The proposal has been included in a new $1 trillion infrastructure bill that a bipartisan group of senators has brokered and announced last Sunday night.

The compromise could come to the full U.S. Senate for a vote later this week.

Hassan promoted this program during a recent hearing after the Sunapee School District and Strafford County agencies dealt with crippling cyberattacks in 2019.

"I will keep working with my colleagues on both sides of the aisle to move this bipartisan infrastructure bill forward and deliver on the priorities that I hear about from Granite Staters," Hassan said.

Hassan's bill, known as the State and Local Cybersecurity Improvement Act, would approve grants of $1 billion over four years.

States would have to provide at least 80% of the grants to local governments and rural areas would get at least 25% of the money.

Hassan said state and local governments spend an estimated 1-3% of their information technology budgets on cybersecurity, while the federal government spends 16%.

Shaheen helped negotiate plan

Hassan chairs the Emerging Threats and Spending Oversight Subcommittee of the Senate Homeland Security and Governmental Affairs Committee.

U.S. Sen. Jeanne Shaheen was one of the 10 senators who negotiated the compromise that includes $550 billion of new spending over the next five years.

Shaheen said many of the programs will provide aid to projects in New Hampshire, including $65 billion nationally to expand broadband and $15 billion to clean up PFAS contamination.
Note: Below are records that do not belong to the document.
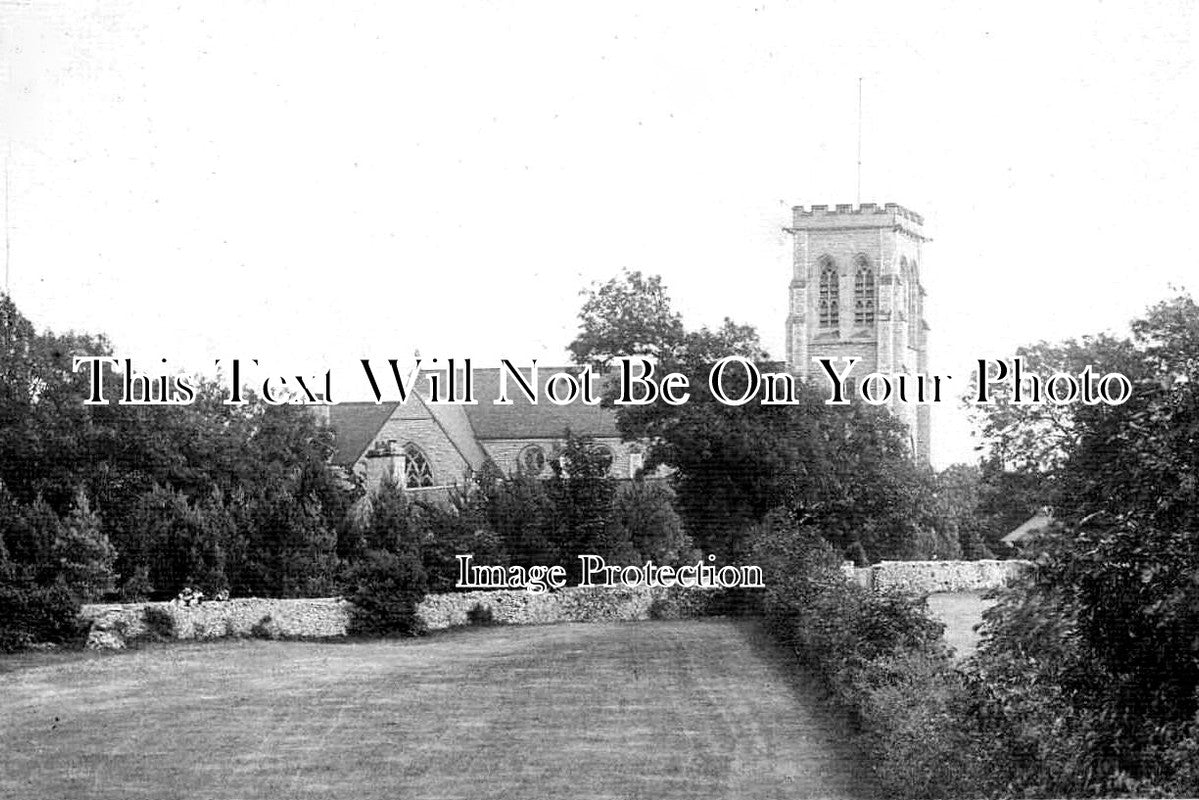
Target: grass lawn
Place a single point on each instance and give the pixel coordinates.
(960, 612)
(656, 710)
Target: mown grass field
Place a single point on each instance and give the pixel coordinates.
(664, 709)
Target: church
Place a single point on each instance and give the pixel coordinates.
(855, 292)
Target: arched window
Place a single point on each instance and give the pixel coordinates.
(416, 468)
(531, 459)
(914, 305)
(863, 293)
(606, 457)
(830, 294)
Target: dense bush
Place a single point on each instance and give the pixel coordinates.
(879, 655)
(386, 589)
(31, 614)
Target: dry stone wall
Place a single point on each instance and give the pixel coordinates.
(928, 577)
(113, 625)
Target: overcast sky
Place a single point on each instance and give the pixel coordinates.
(309, 184)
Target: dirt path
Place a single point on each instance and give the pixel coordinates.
(680, 709)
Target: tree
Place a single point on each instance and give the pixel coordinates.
(84, 554)
(844, 469)
(627, 316)
(582, 494)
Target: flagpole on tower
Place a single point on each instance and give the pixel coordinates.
(859, 140)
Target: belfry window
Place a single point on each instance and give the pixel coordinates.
(830, 295)
(416, 468)
(863, 294)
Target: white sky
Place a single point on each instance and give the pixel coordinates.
(311, 184)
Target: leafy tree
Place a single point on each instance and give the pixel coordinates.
(84, 554)
(1101, 638)
(582, 494)
(644, 517)
(627, 316)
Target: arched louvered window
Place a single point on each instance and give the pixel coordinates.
(416, 468)
(830, 295)
(863, 294)
(914, 305)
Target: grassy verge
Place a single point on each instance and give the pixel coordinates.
(663, 709)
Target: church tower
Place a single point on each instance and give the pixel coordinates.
(855, 292)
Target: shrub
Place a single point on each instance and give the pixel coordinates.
(31, 614)
(881, 657)
(386, 591)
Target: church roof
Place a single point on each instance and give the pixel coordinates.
(356, 425)
(523, 420)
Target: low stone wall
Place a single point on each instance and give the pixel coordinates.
(570, 605)
(114, 624)
(928, 577)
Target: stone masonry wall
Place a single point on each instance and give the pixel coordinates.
(928, 577)
(112, 625)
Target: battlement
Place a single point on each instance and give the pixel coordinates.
(867, 215)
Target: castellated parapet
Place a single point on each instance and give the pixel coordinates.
(855, 290)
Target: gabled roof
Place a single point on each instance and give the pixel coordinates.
(355, 426)
(523, 420)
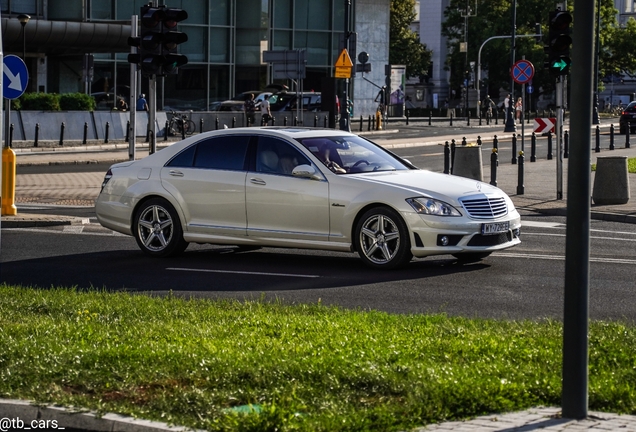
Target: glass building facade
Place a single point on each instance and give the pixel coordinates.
(226, 39)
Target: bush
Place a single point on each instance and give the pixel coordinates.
(77, 102)
(38, 102)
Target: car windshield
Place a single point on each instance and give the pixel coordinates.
(352, 154)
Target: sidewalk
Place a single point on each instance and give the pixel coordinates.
(81, 188)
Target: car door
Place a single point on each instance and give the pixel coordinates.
(208, 180)
(279, 205)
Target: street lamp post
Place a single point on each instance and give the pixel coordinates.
(23, 18)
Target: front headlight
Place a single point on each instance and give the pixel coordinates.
(433, 207)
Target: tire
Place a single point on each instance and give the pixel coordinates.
(382, 239)
(471, 257)
(190, 127)
(157, 229)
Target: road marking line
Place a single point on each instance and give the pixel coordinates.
(562, 258)
(242, 272)
(563, 235)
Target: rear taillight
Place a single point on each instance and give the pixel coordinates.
(107, 177)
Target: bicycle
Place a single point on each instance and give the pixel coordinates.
(180, 124)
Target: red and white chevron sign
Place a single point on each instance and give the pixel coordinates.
(544, 125)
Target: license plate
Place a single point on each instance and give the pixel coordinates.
(495, 228)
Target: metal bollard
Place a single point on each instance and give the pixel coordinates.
(446, 158)
(533, 147)
(494, 163)
(597, 148)
(520, 186)
(152, 147)
(453, 145)
(62, 133)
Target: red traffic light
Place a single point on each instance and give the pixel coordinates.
(172, 16)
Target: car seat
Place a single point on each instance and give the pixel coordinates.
(267, 161)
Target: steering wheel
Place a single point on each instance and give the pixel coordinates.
(359, 162)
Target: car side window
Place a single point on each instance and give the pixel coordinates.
(223, 153)
(274, 156)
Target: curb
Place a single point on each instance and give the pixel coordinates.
(16, 411)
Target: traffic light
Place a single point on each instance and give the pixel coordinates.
(559, 41)
(158, 41)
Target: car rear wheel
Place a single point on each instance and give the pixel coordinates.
(382, 239)
(157, 229)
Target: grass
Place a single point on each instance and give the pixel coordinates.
(198, 363)
(631, 165)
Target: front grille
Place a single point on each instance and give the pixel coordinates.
(492, 240)
(485, 208)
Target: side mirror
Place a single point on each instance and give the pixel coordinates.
(306, 171)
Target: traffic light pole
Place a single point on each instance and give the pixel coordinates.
(132, 102)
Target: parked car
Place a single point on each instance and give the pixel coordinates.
(302, 188)
(287, 101)
(628, 116)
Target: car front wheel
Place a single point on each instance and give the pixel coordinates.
(157, 229)
(382, 239)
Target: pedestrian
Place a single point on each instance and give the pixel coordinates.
(488, 105)
(518, 109)
(266, 114)
(250, 108)
(142, 105)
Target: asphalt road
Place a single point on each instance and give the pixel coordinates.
(525, 282)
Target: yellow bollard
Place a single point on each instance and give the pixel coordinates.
(8, 182)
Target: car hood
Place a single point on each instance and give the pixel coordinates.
(432, 184)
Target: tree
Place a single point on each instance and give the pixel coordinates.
(493, 18)
(405, 47)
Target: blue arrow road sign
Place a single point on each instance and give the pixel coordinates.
(15, 77)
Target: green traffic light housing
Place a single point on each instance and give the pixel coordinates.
(158, 41)
(559, 41)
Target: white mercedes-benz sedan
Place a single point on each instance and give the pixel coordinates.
(302, 188)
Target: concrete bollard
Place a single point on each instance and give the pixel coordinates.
(468, 163)
(611, 181)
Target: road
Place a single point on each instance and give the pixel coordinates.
(525, 282)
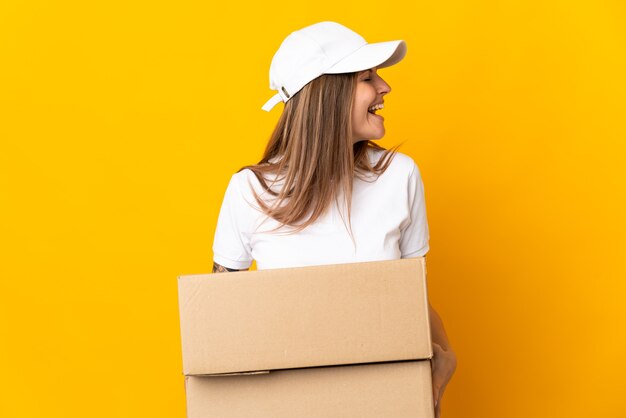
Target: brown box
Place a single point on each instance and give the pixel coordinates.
(329, 340)
(376, 390)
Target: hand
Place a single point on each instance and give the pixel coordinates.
(443, 366)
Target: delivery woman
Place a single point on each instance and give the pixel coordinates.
(324, 192)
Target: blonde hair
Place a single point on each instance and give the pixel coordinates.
(313, 142)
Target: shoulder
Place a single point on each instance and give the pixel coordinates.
(402, 164)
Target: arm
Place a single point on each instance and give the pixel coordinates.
(444, 359)
(438, 333)
(218, 268)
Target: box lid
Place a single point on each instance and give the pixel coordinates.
(304, 317)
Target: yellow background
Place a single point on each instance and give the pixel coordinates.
(122, 122)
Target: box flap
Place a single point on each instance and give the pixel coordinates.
(304, 317)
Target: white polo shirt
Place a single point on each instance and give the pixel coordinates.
(388, 222)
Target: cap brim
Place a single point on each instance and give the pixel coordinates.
(379, 54)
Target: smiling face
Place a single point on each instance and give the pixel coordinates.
(370, 89)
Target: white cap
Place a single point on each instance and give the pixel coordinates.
(325, 48)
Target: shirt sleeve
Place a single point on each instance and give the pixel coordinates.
(231, 243)
(415, 234)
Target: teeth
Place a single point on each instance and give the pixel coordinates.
(376, 107)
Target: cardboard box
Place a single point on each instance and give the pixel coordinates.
(377, 390)
(329, 340)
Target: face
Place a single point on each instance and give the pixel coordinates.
(370, 89)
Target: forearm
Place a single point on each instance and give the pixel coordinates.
(438, 332)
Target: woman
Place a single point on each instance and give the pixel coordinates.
(320, 157)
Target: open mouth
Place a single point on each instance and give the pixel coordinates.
(373, 109)
(373, 113)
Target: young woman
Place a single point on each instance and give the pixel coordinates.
(326, 192)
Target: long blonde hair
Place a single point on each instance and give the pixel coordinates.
(313, 142)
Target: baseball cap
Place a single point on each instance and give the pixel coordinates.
(325, 48)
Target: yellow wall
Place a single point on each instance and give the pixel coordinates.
(121, 123)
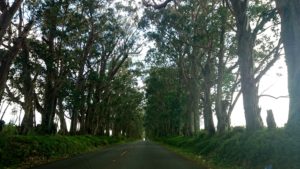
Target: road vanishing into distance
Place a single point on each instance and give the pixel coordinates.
(137, 155)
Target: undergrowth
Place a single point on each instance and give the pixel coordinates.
(18, 151)
(276, 148)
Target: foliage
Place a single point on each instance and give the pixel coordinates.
(278, 148)
(163, 111)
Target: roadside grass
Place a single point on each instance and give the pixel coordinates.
(239, 149)
(17, 151)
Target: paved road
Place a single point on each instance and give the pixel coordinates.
(138, 155)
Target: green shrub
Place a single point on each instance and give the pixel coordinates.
(15, 150)
(278, 148)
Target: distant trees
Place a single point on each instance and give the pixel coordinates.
(164, 106)
(200, 37)
(77, 65)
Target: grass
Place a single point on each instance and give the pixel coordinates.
(241, 149)
(18, 151)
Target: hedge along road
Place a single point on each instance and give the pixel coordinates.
(137, 155)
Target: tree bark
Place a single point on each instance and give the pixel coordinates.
(245, 59)
(290, 33)
(208, 114)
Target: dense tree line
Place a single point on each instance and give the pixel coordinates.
(72, 59)
(220, 50)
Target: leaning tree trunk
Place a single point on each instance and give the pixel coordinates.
(245, 59)
(221, 112)
(27, 122)
(290, 33)
(208, 114)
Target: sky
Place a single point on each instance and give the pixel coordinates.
(270, 84)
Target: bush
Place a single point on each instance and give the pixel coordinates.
(28, 150)
(277, 148)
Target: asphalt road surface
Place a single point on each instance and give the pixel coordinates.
(138, 155)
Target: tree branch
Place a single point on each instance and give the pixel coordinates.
(156, 6)
(278, 97)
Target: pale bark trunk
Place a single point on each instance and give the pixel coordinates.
(245, 60)
(208, 115)
(290, 33)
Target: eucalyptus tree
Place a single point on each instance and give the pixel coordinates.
(248, 13)
(164, 109)
(290, 33)
(12, 34)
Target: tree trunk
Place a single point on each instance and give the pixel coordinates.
(61, 115)
(208, 115)
(290, 33)
(220, 109)
(245, 60)
(28, 89)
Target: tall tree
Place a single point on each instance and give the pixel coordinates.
(290, 33)
(246, 37)
(9, 39)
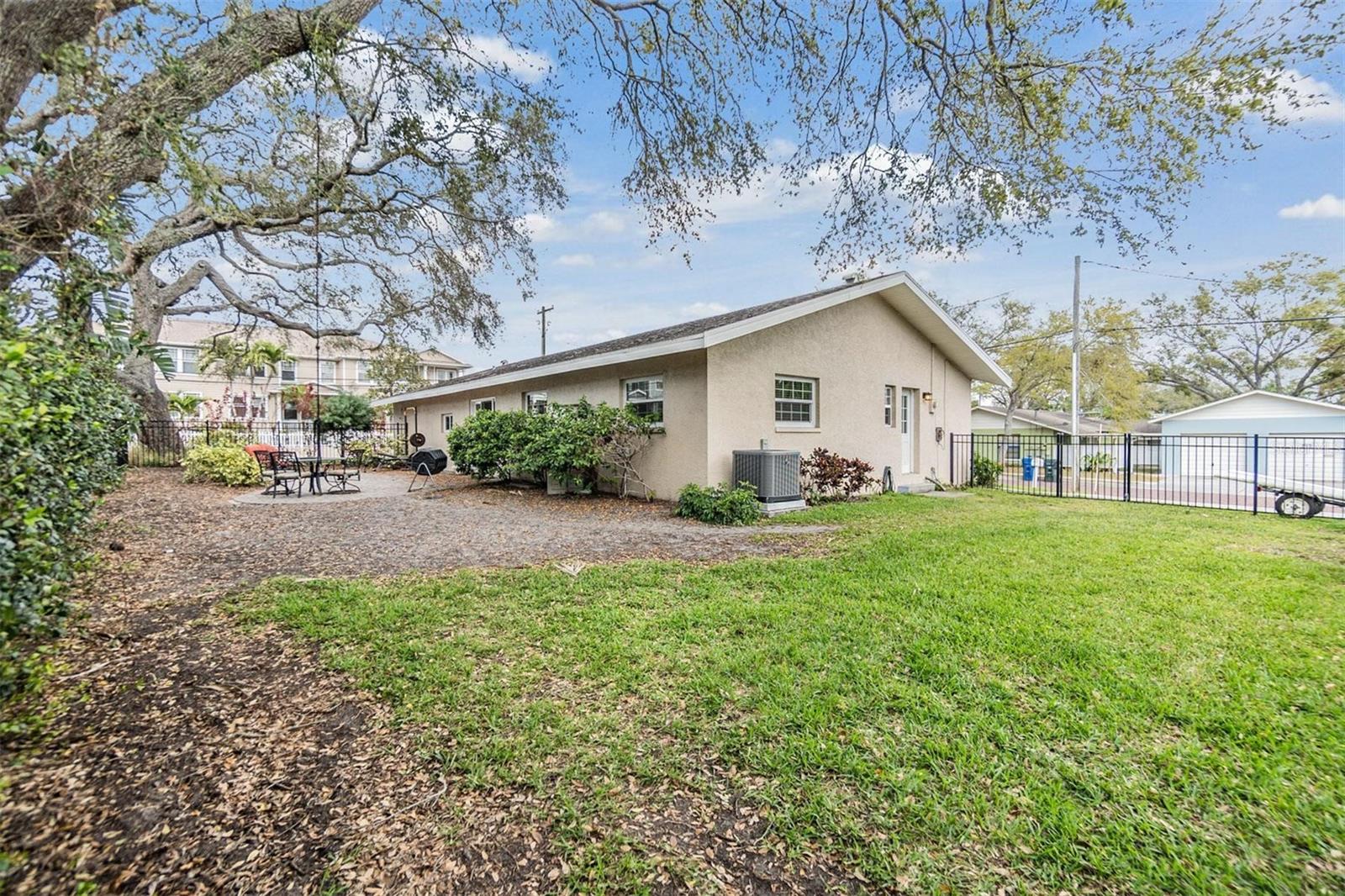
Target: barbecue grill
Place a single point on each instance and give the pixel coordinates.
(427, 463)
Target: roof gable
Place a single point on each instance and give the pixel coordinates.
(1257, 403)
(899, 289)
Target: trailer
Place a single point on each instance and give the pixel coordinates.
(1295, 498)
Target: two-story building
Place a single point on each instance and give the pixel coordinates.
(336, 365)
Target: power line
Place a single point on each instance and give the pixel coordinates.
(1174, 326)
(1153, 273)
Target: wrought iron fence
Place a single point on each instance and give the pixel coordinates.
(165, 443)
(1298, 475)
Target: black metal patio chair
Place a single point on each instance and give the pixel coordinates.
(343, 474)
(286, 472)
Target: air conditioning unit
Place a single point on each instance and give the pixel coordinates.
(773, 474)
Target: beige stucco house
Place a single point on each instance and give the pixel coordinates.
(342, 365)
(871, 369)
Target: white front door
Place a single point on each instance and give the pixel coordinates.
(908, 421)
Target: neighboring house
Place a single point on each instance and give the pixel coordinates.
(343, 366)
(1033, 432)
(871, 369)
(1298, 437)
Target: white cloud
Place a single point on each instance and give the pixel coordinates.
(524, 64)
(1304, 98)
(703, 309)
(1325, 206)
(541, 228)
(604, 222)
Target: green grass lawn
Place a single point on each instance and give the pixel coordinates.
(974, 693)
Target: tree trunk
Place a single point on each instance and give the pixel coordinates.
(139, 376)
(127, 143)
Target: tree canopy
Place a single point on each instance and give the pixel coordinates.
(1279, 327)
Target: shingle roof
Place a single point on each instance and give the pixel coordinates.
(649, 336)
(190, 331)
(1059, 420)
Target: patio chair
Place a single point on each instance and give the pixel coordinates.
(343, 474)
(286, 472)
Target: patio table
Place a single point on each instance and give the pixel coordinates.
(315, 468)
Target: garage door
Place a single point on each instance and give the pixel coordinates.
(1215, 455)
(1305, 456)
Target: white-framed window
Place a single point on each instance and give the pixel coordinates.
(797, 403)
(645, 397)
(535, 403)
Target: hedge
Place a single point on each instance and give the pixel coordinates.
(64, 423)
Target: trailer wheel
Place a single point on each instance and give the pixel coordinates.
(1298, 506)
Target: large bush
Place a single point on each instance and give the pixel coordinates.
(64, 423)
(228, 465)
(572, 443)
(346, 414)
(484, 444)
(720, 505)
(829, 477)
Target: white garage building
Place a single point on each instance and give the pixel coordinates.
(1298, 437)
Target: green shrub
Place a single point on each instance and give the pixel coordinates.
(569, 441)
(720, 505)
(346, 414)
(985, 472)
(228, 465)
(483, 444)
(64, 423)
(378, 450)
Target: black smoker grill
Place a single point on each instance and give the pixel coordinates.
(427, 461)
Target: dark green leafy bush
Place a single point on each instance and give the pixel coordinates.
(720, 505)
(64, 423)
(985, 472)
(572, 443)
(346, 414)
(228, 465)
(484, 444)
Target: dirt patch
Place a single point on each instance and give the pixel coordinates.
(193, 756)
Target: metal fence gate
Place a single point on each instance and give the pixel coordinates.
(1227, 472)
(163, 443)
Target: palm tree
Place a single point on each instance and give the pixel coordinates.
(266, 356)
(183, 405)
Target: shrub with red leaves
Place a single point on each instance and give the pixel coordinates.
(829, 477)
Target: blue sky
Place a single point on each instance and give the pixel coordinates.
(596, 268)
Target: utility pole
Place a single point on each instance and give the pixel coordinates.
(542, 313)
(1073, 389)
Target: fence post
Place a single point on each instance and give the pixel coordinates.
(1127, 467)
(1255, 470)
(1060, 467)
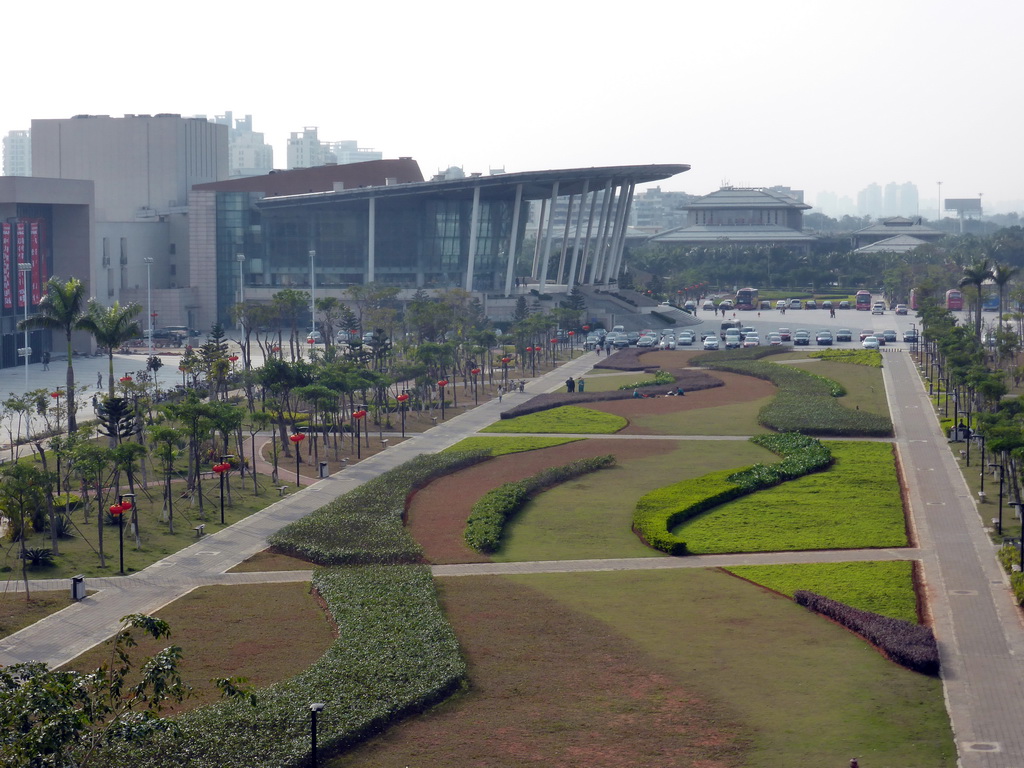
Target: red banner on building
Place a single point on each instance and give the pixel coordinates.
(19, 244)
(36, 259)
(8, 296)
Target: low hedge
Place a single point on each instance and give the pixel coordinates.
(395, 655)
(806, 402)
(487, 518)
(365, 525)
(907, 644)
(659, 511)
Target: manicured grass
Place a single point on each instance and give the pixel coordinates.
(79, 554)
(854, 504)
(572, 419)
(885, 588)
(807, 691)
(864, 387)
(591, 516)
(503, 445)
(737, 419)
(16, 612)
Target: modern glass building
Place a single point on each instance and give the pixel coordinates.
(396, 229)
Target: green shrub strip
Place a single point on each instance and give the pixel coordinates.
(659, 511)
(396, 654)
(869, 357)
(806, 402)
(487, 518)
(365, 525)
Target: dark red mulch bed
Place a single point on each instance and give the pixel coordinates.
(690, 381)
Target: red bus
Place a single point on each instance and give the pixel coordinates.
(747, 298)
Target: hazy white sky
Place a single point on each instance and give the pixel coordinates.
(815, 94)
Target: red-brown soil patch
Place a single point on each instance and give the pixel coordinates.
(737, 388)
(552, 687)
(437, 514)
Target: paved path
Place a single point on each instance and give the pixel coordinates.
(978, 627)
(981, 641)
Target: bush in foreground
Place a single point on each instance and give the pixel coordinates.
(487, 518)
(907, 644)
(395, 655)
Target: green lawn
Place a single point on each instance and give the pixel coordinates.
(591, 516)
(883, 587)
(571, 419)
(809, 692)
(854, 504)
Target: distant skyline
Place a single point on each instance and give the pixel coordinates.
(816, 96)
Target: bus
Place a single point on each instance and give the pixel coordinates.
(747, 298)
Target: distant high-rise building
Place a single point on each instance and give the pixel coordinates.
(248, 154)
(869, 201)
(17, 154)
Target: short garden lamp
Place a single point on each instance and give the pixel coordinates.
(314, 710)
(296, 439)
(118, 511)
(402, 399)
(440, 385)
(222, 469)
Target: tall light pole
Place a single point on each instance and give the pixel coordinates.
(241, 258)
(24, 267)
(148, 297)
(312, 288)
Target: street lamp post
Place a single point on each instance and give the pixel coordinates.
(222, 469)
(118, 510)
(147, 260)
(296, 439)
(402, 399)
(314, 710)
(24, 267)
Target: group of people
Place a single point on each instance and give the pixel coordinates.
(574, 385)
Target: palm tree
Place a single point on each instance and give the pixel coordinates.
(112, 327)
(1001, 274)
(61, 309)
(976, 274)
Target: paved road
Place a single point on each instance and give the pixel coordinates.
(978, 627)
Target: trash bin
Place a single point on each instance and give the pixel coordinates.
(78, 588)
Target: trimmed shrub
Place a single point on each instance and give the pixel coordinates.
(366, 524)
(395, 655)
(907, 644)
(658, 512)
(487, 518)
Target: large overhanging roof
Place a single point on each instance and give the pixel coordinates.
(536, 185)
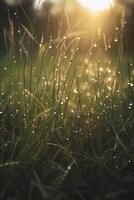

"This historic legislation is a robust investment in our nation's infrastructure and our country's future, and it advances key New Hampshire priorities that I've long fought for," Shaheen said.

U.S. Senate Republican leaders have withheld comment on the proposal until they've gone through the bill that's 2,700 pages long.

Liberal Democrats in the U.S. House have vowed to try and defeat this legislation unless the Senate moves ahead on the much-more expensive, budget reconciliation bill that has a price tag of more than $3 trillion.